Бернгард все еще стоял неподвижно… Сильвия? «Маленькое, безобразное существо», «жалкое создание», жизнь которого оберегали, как слабо мерцающий огонек, и вдруг! Перед ним стояла стройная девушка в белом батистовом платье. Из-под маленькой дорожной шляпки густой волной падали иссиня-черные волосы, на фоне которых еще больше бросалась в глаза белизна ее кожи. Черты лица, легкий румянец на щеках, тонкие темные брови — все было таким нежным, каким бывает только в ранней молодости, когда девушка напоминает полураспустившийся бутон. Это лицо с первого взгляда притягивало как магнит. Трудно было сказать, в чем именно заключалась его прелесть, но его чары действовали неотразимо. Из-под длинных черных ресниц смотрели большие загадочные глаза. Они были неопределенного цвета: иногда казались матово-голубыми, иногда — глубокими темно-серыми; их взгляд был какой-то затуманенный, и, тем не менее, в нем как будто таился страстный огонь. Эти глаза ничуть не гармонировали с лицом девятнадцатилетней девушки; в них не было и следа наивности и безмятежного спокойствия молодости, но они были невыразимо прекрасны.

Молчание Бернгарда продолжалось всего несколько мгновений; он выпрямился и ответил:

— В самом деле, я не узнал бы тебя. Тебя не было в Берлине, когда я приезжал в последний раз; мы не виделись больше шести лет.

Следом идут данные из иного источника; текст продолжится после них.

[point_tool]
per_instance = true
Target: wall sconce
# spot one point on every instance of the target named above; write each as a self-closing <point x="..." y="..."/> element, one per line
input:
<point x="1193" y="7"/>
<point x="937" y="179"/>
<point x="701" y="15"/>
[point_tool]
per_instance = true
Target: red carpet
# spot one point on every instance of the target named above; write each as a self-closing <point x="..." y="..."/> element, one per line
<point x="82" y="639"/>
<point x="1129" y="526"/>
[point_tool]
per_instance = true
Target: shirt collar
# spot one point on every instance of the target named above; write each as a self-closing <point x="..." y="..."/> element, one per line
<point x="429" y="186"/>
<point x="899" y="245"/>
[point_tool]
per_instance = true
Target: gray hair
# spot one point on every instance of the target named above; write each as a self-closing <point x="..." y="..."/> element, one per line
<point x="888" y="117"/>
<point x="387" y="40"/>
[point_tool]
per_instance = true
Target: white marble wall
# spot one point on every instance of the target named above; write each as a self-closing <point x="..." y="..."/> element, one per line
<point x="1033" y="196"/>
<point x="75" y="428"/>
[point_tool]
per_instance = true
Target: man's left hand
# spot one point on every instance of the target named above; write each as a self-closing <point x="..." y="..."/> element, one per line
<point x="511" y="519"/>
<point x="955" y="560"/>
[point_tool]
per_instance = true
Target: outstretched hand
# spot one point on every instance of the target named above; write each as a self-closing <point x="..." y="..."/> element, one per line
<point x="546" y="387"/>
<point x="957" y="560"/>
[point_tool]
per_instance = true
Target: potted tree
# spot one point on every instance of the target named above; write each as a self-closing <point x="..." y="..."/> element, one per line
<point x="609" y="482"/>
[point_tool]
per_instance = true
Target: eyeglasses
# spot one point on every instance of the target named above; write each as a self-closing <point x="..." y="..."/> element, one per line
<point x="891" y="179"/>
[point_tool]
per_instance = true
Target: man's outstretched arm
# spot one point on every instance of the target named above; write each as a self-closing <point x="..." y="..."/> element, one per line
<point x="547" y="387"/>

— Тогда я была еще больным ребенком, не выносившим ни свежего воздуха, ни солнца. — По лицу Сильвии пробежала печальная тень, но она сразу же опять улыбнулась. — Теперь это прошло.

— Да, в конце концов, доктора оказались правы, сказал Гоэнфельс, взгляд которого с нескрываемой родительской гордостью был устремлен на красавицу-дочь. — Я считал это простой отговоркой с их стороны, желанием пощадить родителей, когда они утешали нас, обещая в будущем полное выздоровление. Еще в пятнадцать лет Сильвия была больным, требующим неустанных забот ребенком, за которого мы постоянно боялись, и вдруг начала расцветать, и на наших глазах произошло чудо. Курт, тебя придется снова представить; хоть ты и бывал на каникулах больше в Гунтерсберге, чем в родительском доме, но в форме ты должен казаться совершенно другим твоей бывшей подруге детских лет.

Курт не заставил дважды повторять приглашение. Он был удивлен не меньше товарища, но умел быстрее реагировать на обстоятельства, и, поспешно подойдя, рыцарски поцеловал руку девушки, спрашивая:

— Будет ли мне позволено вспомнить детство или оно забыто?

— Не совсем, об этом позаботилась ваша сестра Кети, — шутливо ответила Сильвия. — Она добросовестно показывала мне каждый портрет, присылаемый домой ее братцем, и постоянно делилась со мной своими мечтами о его будущих геройских подвигах на море.

— Это очень лестно! Пока я еще всего-навсего лейтенант «Винеты».

— Но в будущем адмирал нашего флота! — вмешался министр. — Он торжественно обещал это мне и отцу, когда сидел на подоконнике в Гунтерсберге и показывал нам свое искусство лазить. Смотри, сдержи свое обещание, Курт! Прекрасно, вступая в жизнь в полном расцвете сил, представлять свое будущее. Всегда к одной цели, неустанно вперед! Только в этом жизнь!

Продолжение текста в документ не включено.